Vacant Lot/Construction Loan
Build a Home on Your Own Lot.
The One-Time Close Loan is a mortgage program that finances the vacant lot purchase, the construction,
and permanent loan of a new build home, all wrapped up in a single mortgage with a single closing. That's
why it's called the "One-Time Close” Loan.
If you've decided to have your new home built from scratch, you might be wondering how to finance the
construction and purchase. Previously, your only option would have been to secure a construction loan and
then applying again for a permanent mortgage. You would have two closings, which means paying two sets of
closing costs and having to re-qualify for the second loan once construction is complete.
The One-Time Close Loan, also known as a Single Close Loan, combines this process with a
construction-to-permanent mortgage. You only need to qualify once and pay a single set of closing costs. Your
fixed-interest rate is locked in and the entire loan is in place before construction on your new home begins.

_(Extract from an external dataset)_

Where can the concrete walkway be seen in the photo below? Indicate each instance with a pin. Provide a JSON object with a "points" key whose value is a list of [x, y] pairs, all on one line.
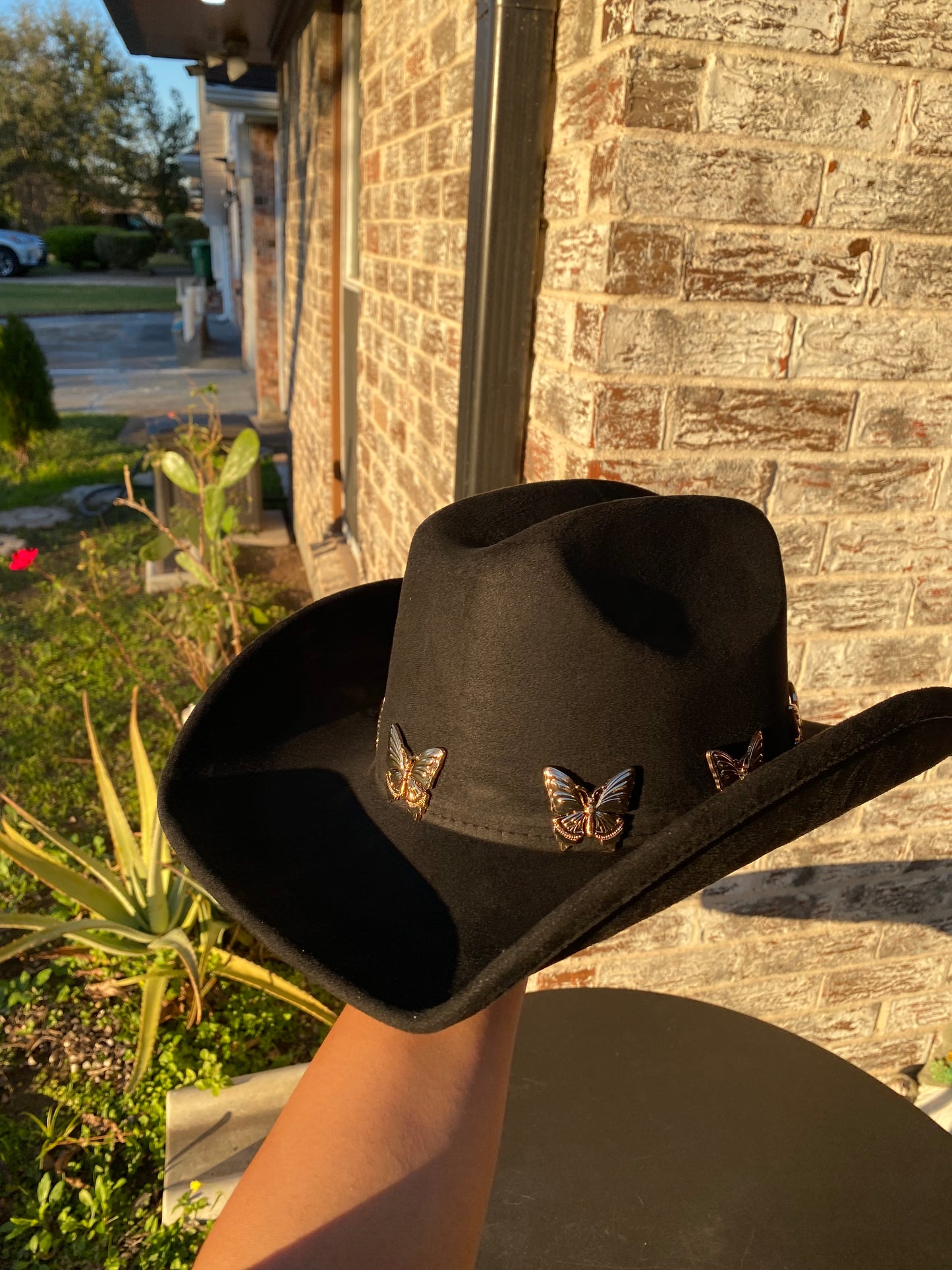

Payment is only due after construction is complete when the loan automatically converts to a permanent
mortgage.
The great thing about FHA, VA, and USDA Single Close Loans is that
borrowers can bypass the cash down payment requirement fully if they already
own the land and have enough land equity to meet the minimum investment
requirement for the loan. However, if the purchase of the land is being financed as
part of the loan, then FHA requires a 3.5% down payment. There is no down payment
requirement on VA and USDA loans.
Minimum credit score required 620 up to 660 depending on loan program.
The home must be your primary residence.
This loan is available on FHA, VA, and USDA loans.
The Single Close loan can be used to construct new manufactured homes (excluding
single wide homes), modular homes, and site-built homes, all of which must be one unit.